I appreciate that people in positions of authority understand and realize that there is a problem. I do not believe (and I hope I made this clear in my post) that the EC or any others in SBC leadership are intentionally racist. I am sure there are still racists amongst us. I think they are the minority. I think our problem is that we simply don’t understand it from the perspective of people of color and the difficulties they have in Baptist life. We do not understand how they feel marginalized and excluded in SBC life. We just don’t see the extent and seriousness of the problem. Jason agrees that the pace of racial progress in the SBC has been too slow.
This is not an us vs them, good guys vs bad guys thing.
Jason does not agree with the means to the end.

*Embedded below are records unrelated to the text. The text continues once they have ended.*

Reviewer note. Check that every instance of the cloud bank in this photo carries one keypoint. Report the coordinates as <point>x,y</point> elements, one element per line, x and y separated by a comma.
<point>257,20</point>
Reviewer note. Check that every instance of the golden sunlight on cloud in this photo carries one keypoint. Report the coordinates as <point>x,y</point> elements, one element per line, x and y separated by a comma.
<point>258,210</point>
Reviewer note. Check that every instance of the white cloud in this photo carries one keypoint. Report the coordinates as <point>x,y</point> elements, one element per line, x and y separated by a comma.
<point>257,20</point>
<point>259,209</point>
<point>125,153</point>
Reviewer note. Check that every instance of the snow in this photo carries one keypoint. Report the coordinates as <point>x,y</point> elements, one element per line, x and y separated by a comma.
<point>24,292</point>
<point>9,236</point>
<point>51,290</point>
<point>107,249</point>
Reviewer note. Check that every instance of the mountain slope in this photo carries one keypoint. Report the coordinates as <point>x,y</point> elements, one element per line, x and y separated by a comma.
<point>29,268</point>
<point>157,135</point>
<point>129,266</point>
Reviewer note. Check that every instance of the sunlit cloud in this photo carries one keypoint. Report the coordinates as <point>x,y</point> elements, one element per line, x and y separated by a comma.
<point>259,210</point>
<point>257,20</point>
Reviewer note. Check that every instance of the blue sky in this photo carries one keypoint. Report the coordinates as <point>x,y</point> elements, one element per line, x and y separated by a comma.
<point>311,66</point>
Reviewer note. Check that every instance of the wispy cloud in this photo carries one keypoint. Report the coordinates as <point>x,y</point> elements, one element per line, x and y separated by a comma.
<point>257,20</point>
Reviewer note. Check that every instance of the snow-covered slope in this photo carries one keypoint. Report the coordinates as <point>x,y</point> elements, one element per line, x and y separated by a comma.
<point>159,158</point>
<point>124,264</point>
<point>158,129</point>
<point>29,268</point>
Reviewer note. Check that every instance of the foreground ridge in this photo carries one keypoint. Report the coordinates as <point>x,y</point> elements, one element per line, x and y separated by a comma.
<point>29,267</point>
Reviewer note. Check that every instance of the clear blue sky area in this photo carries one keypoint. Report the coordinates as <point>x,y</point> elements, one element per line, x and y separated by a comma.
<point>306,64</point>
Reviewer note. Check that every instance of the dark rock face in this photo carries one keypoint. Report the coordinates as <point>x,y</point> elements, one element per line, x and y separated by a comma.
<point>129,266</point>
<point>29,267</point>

The EC has decided not to recommend that Dwight McKissic’s motion be adopted by the convention. I called that a mistake. This author believes that the motion is unnecessary to accomplish the desired effect.

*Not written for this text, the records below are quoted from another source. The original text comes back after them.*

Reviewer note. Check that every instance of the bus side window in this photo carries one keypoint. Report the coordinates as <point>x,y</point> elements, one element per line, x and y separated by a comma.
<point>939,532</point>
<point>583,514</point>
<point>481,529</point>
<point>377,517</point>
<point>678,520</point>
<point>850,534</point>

He gave the following rationale.
1) He thinks that adding racism to Article 3 is unnecessary. Our governing documents allow for any church’s messengers to be challenged and refused on the basis of lack of compliance to the BF&M or other Baptist policy. Article XV of the BF&M targets racism. So, if a church is practicing discrimination, its messengers could be refused and it could be declared not in cooperation with the SBC on the basis of our current governing documents. Essentially, he is arguing that the bylaws change would be unnecessary and redundant.
Of course, that same argument could be made about the homosexuality aspect of Article 3. Our BF&M also would make clear that homosexuality is unacceptable behavior. But if the Article 3 mention of homosexuality is probably largely redundant as well.

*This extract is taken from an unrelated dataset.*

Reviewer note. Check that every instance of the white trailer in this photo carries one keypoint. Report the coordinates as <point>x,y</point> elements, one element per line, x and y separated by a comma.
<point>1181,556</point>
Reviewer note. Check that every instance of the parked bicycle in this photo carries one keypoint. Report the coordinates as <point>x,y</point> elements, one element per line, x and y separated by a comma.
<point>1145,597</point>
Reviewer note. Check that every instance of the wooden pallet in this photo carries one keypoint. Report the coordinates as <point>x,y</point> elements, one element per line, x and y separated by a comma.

Anyway, I see his point. I guess the biggest reason to adopt the motion would be symbolic – for the statement that we would be making. But maybe there is another way to get the job done.
2) He points out the likelihood that if we add racism to the homosexuality article, there will likely be a parade of such motions in the years to come, as people want to spell out sin after sin in Article 3.
Jason’s suggestions for a solution.
1) He agrees with my feelings about some kind of racial quota system. I’ve not heard anyone advocate that. Jason suggests that our various nominating committees be intentional about nominating people of color to serve as trustees and officers. He referenced the Early church’s solution to the problem of unhappy Greek widows.
This is exactly what the Jerusalem church did in Acts 6 when Greek-speaking Jews felt slighted in the daily distribution of food for the widows. The apostles appointed all Greek-speaking Jews as the seven deacons—early church affirmative action “to the extreme.”
The church responded to the dissatisfaction of the Hellenized Jews by appointing Hellenized servants to oversee the ministry to them. That is the kind of intentional solution we need here.
2) I am making a deduction from his statements, but if specific acts of racial discrimination or bigotry come to light, we have a process in place to prosecute those. All it takes is for someone to move that messengers from a particular church not be seated on the basis of their violation of Article XV of the BF&M.
As this discussion has progressed, I have become convinced of one thing. Racism, discrimination and bigotry are not a black problem. (Of course, there are bigoted blacks, but the SBC problem is not with them). The problem is a white problem.
Since the problem is a white problem, so should be the solution. It is not Dwight McKissic’s job to force us to make progress on racial issues. It is our job to end racism and bigotry in our midst.
- It is our job to tell people who discriminate that we consider their actions heinous and a sin against Almighty God.
- It is our job not to laugh at racially insensitive jokes – or to excuse those who tell them.
- It is our job to see that blacks and other people of color are included not only in SBC life but SBC leadership.
While “Jason Bourne” does not agree with what I said about the motion that was referred to the EC, he agrees with almost everything I said.
- He agrees that racism is a heinous sin and real problem in SBC life.
- He agrees that progress must be made and that it has not been adequate to this point.
- He agrees that we need to be intentional about our efforts to deal with racism.
So, here is my question:
What can we do that will turn the tide? What can we do to effectively deal with the problem of racial injustice in the SBC?